Scorpio Tankers’ shareholders could enjoy considerable payouts later this year.

“We believe the next step for the company is to realise its substantial distribution potential, with its unofficial $800m net debt target possibly just around the corner as LR2 spot rates now have surpassed $100k/day,” DNB equity analyst Jorgen Lian said in a note.

DNB said it should be compared to the estimated operating expenditure of $8,000 per day, which implies substantial earnings potential and enables the company to pay out more to shareholders.

Scorpio Tankers is one of the most discounted tanker stock in DNB’s coverage, Lian said.
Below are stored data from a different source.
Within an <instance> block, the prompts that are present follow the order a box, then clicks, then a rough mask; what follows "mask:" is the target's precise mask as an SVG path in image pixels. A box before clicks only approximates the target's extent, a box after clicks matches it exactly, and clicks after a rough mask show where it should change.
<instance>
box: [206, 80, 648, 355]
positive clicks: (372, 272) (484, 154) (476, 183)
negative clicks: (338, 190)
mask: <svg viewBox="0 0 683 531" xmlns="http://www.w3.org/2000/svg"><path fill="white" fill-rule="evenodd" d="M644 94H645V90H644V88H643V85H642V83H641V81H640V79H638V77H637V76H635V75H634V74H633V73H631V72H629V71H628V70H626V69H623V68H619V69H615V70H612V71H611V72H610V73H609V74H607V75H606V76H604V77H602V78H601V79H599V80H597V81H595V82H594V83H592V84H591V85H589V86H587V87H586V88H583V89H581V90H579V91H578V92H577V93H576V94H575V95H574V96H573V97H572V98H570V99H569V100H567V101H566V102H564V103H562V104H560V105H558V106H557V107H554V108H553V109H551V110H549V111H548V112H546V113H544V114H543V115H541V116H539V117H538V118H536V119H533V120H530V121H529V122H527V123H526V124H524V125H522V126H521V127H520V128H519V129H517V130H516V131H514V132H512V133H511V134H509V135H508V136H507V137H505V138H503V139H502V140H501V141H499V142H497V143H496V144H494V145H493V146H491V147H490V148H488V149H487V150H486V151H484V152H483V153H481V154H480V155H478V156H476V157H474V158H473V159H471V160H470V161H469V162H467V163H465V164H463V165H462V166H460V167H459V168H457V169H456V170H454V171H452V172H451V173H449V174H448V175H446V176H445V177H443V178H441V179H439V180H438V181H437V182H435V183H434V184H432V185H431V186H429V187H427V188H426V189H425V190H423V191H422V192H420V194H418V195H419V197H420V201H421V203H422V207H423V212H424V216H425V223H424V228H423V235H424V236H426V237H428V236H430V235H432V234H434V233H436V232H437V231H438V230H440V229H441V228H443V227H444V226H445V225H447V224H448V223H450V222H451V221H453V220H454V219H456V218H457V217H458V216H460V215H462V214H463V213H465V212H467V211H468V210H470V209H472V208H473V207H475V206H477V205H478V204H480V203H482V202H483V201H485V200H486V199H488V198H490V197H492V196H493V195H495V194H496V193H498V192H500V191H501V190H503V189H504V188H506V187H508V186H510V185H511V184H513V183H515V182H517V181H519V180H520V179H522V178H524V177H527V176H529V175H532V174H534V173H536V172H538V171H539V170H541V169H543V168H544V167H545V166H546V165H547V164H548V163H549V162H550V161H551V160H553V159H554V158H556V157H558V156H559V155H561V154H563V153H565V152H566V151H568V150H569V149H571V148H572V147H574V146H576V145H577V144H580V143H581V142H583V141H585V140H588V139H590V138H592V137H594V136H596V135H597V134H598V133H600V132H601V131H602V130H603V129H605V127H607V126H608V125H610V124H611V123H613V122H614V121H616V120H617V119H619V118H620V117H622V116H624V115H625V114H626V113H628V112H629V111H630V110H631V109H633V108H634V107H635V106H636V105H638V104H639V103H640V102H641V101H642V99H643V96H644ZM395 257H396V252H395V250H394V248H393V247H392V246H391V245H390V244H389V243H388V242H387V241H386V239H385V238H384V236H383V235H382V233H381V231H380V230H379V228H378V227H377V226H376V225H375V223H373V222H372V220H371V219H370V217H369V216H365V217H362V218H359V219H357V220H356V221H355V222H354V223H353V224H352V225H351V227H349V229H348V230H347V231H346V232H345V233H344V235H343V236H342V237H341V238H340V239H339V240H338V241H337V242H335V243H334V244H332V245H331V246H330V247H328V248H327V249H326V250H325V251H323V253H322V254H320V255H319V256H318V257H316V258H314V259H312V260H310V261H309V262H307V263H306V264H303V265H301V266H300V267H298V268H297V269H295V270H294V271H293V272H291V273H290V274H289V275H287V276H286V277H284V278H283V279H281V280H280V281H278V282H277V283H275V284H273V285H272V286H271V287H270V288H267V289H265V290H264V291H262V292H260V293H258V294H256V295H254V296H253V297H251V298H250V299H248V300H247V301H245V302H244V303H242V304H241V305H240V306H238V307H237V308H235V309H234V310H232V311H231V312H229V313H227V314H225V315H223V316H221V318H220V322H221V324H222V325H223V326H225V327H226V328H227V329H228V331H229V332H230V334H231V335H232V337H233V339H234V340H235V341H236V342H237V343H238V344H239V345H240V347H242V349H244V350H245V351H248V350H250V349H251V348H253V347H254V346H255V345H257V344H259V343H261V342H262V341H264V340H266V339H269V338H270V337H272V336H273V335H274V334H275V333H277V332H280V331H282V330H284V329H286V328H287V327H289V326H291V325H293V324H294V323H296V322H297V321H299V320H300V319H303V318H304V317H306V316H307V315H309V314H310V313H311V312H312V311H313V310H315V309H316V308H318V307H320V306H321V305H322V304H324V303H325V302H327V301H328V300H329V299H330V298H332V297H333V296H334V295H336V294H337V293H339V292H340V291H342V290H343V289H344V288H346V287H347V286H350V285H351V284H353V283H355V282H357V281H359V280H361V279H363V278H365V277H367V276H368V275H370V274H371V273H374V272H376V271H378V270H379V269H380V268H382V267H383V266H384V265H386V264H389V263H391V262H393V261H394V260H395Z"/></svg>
The stock trades at 0.9 times price/net asset value (NAV) versus similar product tanker peers and the wider tanker group at about 1.0 times, according to the Norwegian bank.

Its fleet is one of the most modern and scrubber-fitted, with significant exposure to spot LR2 and MR earnings, DNB added.

It kept its “buy” recommendation and raised the target price to $82 from $75.90. The shares closed at $69.15 in New York on Wednesday.

The company’s NAV is up 50% year on year, “benefiting from well-timed, aggressive share buybacks and vessel values at 16-year highs”.

DNB forecasts fourth-quarter adjusted Ebitda of $224.1m, 4% below consensus, and believes the $0.35 fixed dividend per share from the third quarter will be maintained, in line with consensus.

The bank has increased its estimate for 2024 adjusted Ebitda by 36%.

“Given the company’s earnings and aggressive debt repayments, we see higher payout potential from around the second quarter,” Lian said.

Scorpio Tankers will report results before the market opening on 9 February.